С пониманием именно этого обстоятельства и связан ваш нынешний активный выход в собственно политическую сферу — в качестве лидера Выбора России?

Да, вы знаете, после того как экономика сыграла в какой-то мере свою роль, — а что бы там ни говорить, жизнь сегодня в России, вы не станете ведь отрицать, стала все-таки поспокойнее, чем осенью 91-го года, когда все боялись голода и холода... И это было вполне реально. Но, сыграв в какой-то мере такую вот собственную роль, экономика с течением времени и довольно быстро стала в полной мере заложницей политики. Стало ясно, что дальнейшее развитие экономических процессов является функцией не такой вот собственно технико-экономической перцепции и будет зависеть не от тех, кто умеет наиболее точно прогнозировать динамику инфляции и владеет методами управления свободным спросом, а от тех, кто имеет возможность подкрепить свои экономические предложения наиболее весомыми политическими аргументами. Когда мне это стало ясно, тогда вот, собственно, мне и пришлось перенести значительную часть моей деятельности из сферы технико-экономической в сферу политическую.

 

И на какие общественно-политические стимулы более всего вы теперь рассчитываете, на что собираетесь делать главную ставку в работе вашей партии?

 

Самый главный политический стимул, объективно работающий на нас, это стимул реальности угрозы. Так или иначе, но нам удалось довольно существенно изменить социально-экономическую жизнь в России. Появилась как бы травка такая — травка новых социальных укладов, новых привычек, новых обретенных и, кажется, устойчивых социальных явлений, — ну, скажем, право не бегать в партком за разрешением поехать за границу, право открыть собственное дело, право за свои деньги купить продукты, право не кланяться всякому встречному начальнику, право читать, что ты хочешь,— ну, и много, много других прав, включая право частной собственности, право иметь свои деньги, право зарабатывать и т. д. Вот, на мой взгляд, эта вот слабенькая социальная травка гражданского общества — это и есть главная наша социальная опора именно потому, что она очень еще уязвима. Она очень хорошо помнит, как недавно еще ее не было, и понимает, как легко по ней проехаться бульдозером. Вот страх этого бульдозера, реальное опасение такого развития событий, при котором все это окажется всего лишь краткосрочным эпизодом,— это и есть, на мой взгляд, наиболее серьезный стимул политической самоорганизации тех групп, тех слоев, которые нас должны поддержать.

 

И как вы оцениваете — хотя бы приблизительно — весомость этих слоев?

 

Вы знаете, это очень сложный вопрос. Дело в том, что тут разные слои и с разными приоритетами. Скажем, если мы будем оценивать тех, кто экономически выиграл...

 

Ну да, это понятно — коммерсанты, частично предприниматели...

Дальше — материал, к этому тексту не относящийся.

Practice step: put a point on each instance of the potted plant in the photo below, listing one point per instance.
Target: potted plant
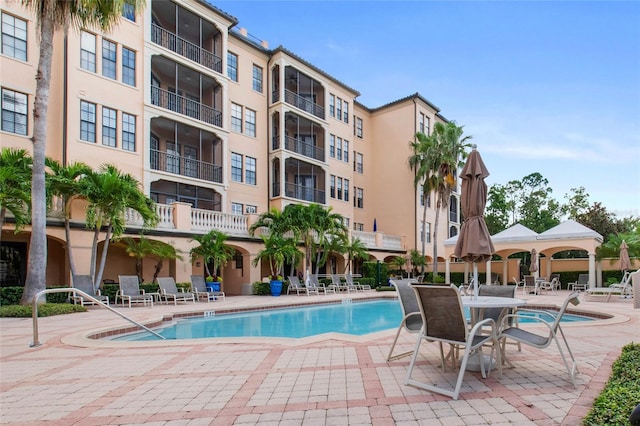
(276, 251)
(212, 249)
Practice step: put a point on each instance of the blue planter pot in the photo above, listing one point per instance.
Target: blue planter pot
(276, 288)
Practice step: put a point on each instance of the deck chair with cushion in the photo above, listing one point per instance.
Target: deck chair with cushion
(350, 281)
(169, 291)
(581, 285)
(444, 322)
(84, 283)
(199, 289)
(296, 285)
(314, 283)
(130, 291)
(411, 318)
(542, 340)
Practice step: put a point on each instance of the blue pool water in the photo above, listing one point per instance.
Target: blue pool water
(348, 318)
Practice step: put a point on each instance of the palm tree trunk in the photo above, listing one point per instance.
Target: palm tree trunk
(37, 262)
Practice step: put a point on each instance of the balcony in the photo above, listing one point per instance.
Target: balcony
(185, 48)
(304, 103)
(185, 106)
(185, 166)
(305, 193)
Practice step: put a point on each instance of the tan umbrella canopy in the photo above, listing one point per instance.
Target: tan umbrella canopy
(474, 242)
(625, 262)
(533, 267)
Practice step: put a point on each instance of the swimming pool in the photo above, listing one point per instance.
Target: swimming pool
(348, 318)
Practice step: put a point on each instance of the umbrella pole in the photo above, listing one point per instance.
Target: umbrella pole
(475, 281)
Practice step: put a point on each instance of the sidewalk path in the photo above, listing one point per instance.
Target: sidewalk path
(70, 380)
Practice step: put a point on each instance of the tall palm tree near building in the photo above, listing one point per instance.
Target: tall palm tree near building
(435, 160)
(53, 15)
(110, 195)
(15, 188)
(65, 182)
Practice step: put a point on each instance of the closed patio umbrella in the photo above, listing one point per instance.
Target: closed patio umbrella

Да, да,— ну и какая-то часть рабочих,— по опросам, примерно процентов двадцать. Ну, а вот, скажем, интеллигенция, социальный слой, экономическое положение которого, к сожалению, во многом ухудшилось,— ее социальный статус оказался под угрозой. Но для этого слоя очень важен целый ряд других свобод, которые пришли вместе с этими преобразованиями. Именно этим объясняется, что этот слой оказывает нам поддержку, хотя, казалось бы (и это было бы справедливо), он должен был бы очень многое не принимать из того, что у нас в экономике. То есть очень многое зависит все-таки от реальности угрозы. Вот, скажем, в марте-апреле 93-го года эта угроза была реальной, и образовалась широкая коалиция во время проведения референдума. А осенью возникло некое ложное ощущение покоя, […] угроза ушла — и ушла база для социальной мобилизации потенциальных сторонников стабильного развития России...

 

Значит, для реальности у нас демократии нужна реальная угроза?..

 

Я бы сказал так: не для реальности, а для политической мобилизации демократии сегодня. Это неприятно, но это факт. Сегодня это является прямой функцией от осознания реальности угрозы, которая ожидает демократию […]

 

Теперь я позволю себе повернуть нашу беседу немного в другую сторону. В одном из последних номеров нашего журнала была напечатала статья философа А. Арсеньева, на которую, в свою очередь, откликнулся публицист А. Стреляный. Ему не нравится, что А. Арсеньев верит в возможность для России какого-то особого, третьего, не по схеме классического капитализма пути, на котором хозяйственные формы жизни могли бы быть подчинены духовным критериям. А. Стреляный считает, что эта тема вообще должна быть исключена среди серьезных людей и статьи на эту тему серьезная журналистика должна перестать печатать — подобно статьям об устройстве вечного двигателя. Хотя, замечу я, точка зрения, высказанная А. Арсеньевым, весьма распространена. Но вы, если я правильно вас понимаю, ближе скорее к точке зрения А. Стреляного, не так ли?

 

Ну, я плюралист, я не сторонник ограничения свободы мнений...

 

Нет, нет, я не об этом спрашиваю, я понимаю, что вы за свободу мнений. Я спрашиваю по существу.

 

А если по существу, то в общем — да. Я, слава Богу, хорошо себе представляю бесконечное количество реальных путей капиталистического развития, и они все очень сложные, они все очень тесно завязаны на национальную специфику. В этом отношении проблемы капиталистического развития России не представляют исключения. Они в некотором смысле типичны для стран, которые называют странами догоняющего капитализма, хотя имеют и чисто российские компоненты. И проблемы постсоциалистических стран (они тоже имеют некоторую общую основу, что, кстати, заметно облегчает анализ, прогнозирование, оценки) неплохо позволяют видеть проблемы, которые в этих странах неизбежно встают. Но, конечно, есть и набор сугубо специфических российских проблем, которые всегда будут требовать учета при анализе того, что происходит в нашей стране. Я сторонник какой позиции? Я абсолютно не верю...

 

В какой-то особый, третий, путь?..

 

Да, в особый третий путь, но абсолютно не верю, с другой стороны, и в марксову схему, в соответствии с которой наиболее развитые страны показывают отставшим их будущее. Это неверно в отношении и капиталистической, и социалистической модели видения мира. Я просто вижу, что вперед ушедшие страны бросают некий вызов, а то, в какой степени другие страны способны принять этот вызов и как конкретно будет принят этот вызов, — это во многом вопрос внутреннего развития социальной структуры в каждой данной стране.

 

Ну, а если в таком случае поставить вопрос так: какие же национальные особенности России нужно, по вашему мнению, учитывать, говоря о перспективах общего — капиталистического — ее развития? […]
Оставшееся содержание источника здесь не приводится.